DataPulse

Near Real-Time Data & Schema Change Monitoring System

DataPulse is a backend-heavy data monitoring platform designed to track schema evolution, structural changes, and metric shifts between dataset versions and live data sources.

Unlike static dashboards, DataPulse treats data change as a first-class problem and focuses on detecting what changed, when it changed, and why it matters.

Why DataPulse Exists

Most academic and hobby data projects assume:

schemas are stable
datasets are static
uploads are one-time events

In real systems, none of that is true.

DataPulse is built around the assumption that:

schemas evolve
metrics drift
data sources change silently
teams need early visibility into those changes

This project was built to explore how real data systems behave as data changes across versions, not just how to visualize a dataset once.

Core Capabilities

Monitor recurring datasets via manual CSV uploads (daily / monthly) with version-to-version comparison
Securely connect to external PostgreSQL and MySQL databases (read-only)
Detect:
- schema drift
- structural changes
- metric shifts
Ingest data from:
- file uploads
- open APIs
- secured APIs with authorization headers
Asynchronous processing so UI never blocks
Configurable alerts with email notifications
Strong authentication and account security model

High-Level Architecture

┌──────────────┐
│   Frontend   │  React + TypeScript
└──────┬───────┘
       │
       │ Authenticated API calls
       ▼
┌──────────────┐
│  FastAPI API │
│ (Auth + Core)│
└──────┬───────┘
       │
       │ Background execution
       ▼
┌──────────────┐
│  Background  │
│  Execution   │
│ (Env-Aware)  │
└──────┬───────┘
       │
       │ Schema / data comparison
       ▼
┌──────────────┐
│ PostgreSQL   │
│ (Supabase)   │
└──────────────┘

The API layer is kept thin and responsive. All heavy work is pushed into background execution.

Data Sources Supported

DataPulse supports multiple data ingestion paths, all designed around versioned comparison and change detection rather than one-time analysis.

1. CSV Uploads

Intended for recurring datasets (daily / weekly / monthly)
Each upload is treated as a new immutable version
Compared against the immediately previous version
Used for schema, structural, and metric change detection

2. External Database Connections

PostgreSQL
MySQL

Connections are:

read-only
isolated per workspace
credential-safe

Query results are ingested as snapshots rather than live connections.

3. API-Based Sources

Open APIs
Secured APIs using headers (e.g. Authorization, API keys)
Secrets are encrypted at rest
Responses are ingested as bounded snapshots

External Database Connectivity (Deep Dive)
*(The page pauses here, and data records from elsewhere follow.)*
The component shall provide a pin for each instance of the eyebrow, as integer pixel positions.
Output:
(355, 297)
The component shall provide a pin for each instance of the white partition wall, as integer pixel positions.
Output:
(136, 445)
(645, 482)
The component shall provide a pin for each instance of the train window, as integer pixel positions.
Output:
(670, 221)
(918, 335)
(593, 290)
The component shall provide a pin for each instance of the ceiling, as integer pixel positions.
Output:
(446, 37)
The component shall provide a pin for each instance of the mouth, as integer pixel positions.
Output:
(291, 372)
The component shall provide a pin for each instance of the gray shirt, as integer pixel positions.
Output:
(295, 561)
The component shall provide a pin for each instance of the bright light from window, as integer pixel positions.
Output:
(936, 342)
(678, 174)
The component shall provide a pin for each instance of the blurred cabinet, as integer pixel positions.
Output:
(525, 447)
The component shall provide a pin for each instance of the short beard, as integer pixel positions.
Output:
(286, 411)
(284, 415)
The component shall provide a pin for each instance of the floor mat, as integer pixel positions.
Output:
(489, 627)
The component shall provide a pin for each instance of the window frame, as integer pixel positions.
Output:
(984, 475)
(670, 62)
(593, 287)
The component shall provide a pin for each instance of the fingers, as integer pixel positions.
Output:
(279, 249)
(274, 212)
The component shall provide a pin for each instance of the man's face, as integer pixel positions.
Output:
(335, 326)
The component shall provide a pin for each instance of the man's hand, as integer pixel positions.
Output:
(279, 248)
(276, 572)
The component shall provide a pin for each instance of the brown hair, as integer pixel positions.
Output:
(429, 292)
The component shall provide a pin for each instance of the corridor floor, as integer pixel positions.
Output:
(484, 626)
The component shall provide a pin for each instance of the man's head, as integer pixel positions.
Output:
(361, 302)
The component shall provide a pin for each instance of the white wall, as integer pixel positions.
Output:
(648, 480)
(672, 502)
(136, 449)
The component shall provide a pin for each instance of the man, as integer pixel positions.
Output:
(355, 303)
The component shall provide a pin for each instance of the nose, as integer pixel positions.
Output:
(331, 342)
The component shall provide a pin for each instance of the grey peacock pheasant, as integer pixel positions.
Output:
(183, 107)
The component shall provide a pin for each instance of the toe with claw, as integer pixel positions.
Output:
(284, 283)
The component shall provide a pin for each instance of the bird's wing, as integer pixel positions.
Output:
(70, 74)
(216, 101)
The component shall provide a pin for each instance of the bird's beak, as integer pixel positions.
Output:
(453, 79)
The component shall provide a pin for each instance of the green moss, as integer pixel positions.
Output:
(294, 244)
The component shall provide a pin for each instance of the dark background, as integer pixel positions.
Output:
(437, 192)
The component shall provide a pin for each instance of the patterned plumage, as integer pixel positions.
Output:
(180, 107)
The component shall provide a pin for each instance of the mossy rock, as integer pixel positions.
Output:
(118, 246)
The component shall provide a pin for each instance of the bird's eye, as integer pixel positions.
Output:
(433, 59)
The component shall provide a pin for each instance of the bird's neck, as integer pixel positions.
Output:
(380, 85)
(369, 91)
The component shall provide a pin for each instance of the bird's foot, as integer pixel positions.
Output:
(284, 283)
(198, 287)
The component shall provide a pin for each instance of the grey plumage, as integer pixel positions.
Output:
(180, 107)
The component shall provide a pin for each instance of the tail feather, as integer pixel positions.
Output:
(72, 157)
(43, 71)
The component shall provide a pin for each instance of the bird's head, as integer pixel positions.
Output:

External database connectivity is a core feature of DataPulse and is designed for safe, read-only monitoring, not live querying or mutation.

Design Goals

Never mutate external source databases
Avoid storing or exposing credentials in plaintext
Fail safely without leaving polling or jobs in an inconsistent state
Reduce SQL injection risk through strict query validation
Isolate ingestion from source systems

How It Works

Users provide external database connection details
Credentials are encrypted at rest using Fernet (AES-based encryption)
Encryption keys are supplied via environment variables
Connections use read-only database users
Only validated single SELECT queries are allowed
Query results are fetched as bounded snapshots
Snapshots are converted to CSV and stored in private object storage
Schema metadata is derived from the snapshot, not the live database

Tracked Changes

Across successive snapshots, DataPulse detects:

column additions and removals
column type changes
row count differences
structural shifts derived from snapshot comparison

External databases are never modified, and no long-lived connections or writable access are maintained.

Authentication & Security Model

Authentication is treated as a core system, not a bolt-on.

Supported Methods

Email/password login
OAuth (Google, GitHub)

Key Security Features

JWT-based authentication (Access + Refresh tokens)
HTTP-only cookies for sensitive tokens
Secure account linking across auth methods
Token versioning for global logout across devices
MFA for sensitive operations (e.g., account deletion)
GDPR-style account deletion:
- data export
- full account scrubbing
Additional platform safeguards include request rate limiting and strict CORS controls to protect public APIs and prevent unauthorized cross-origin access.

Background Processing & Async Execution

DataPulse avoids blocking user requests by offloading all heavy work to background execution outside the request lifecycle.

Local / Controlled Environments

Celery + Redis
Worker-based execution with isolated jobs
Failure in one job does not affect others

Cloud-Constrained Environments

Execution adapts using:
- a process-level scheduler (APScheduler) backed by database state
- bounded in-process execution (ThreadPool)
Job execution is state-gated and failure-aware
Same functional guarantees, different runtime model

This dual approach allows the system to remain usable even on limited free-tier infrastructure.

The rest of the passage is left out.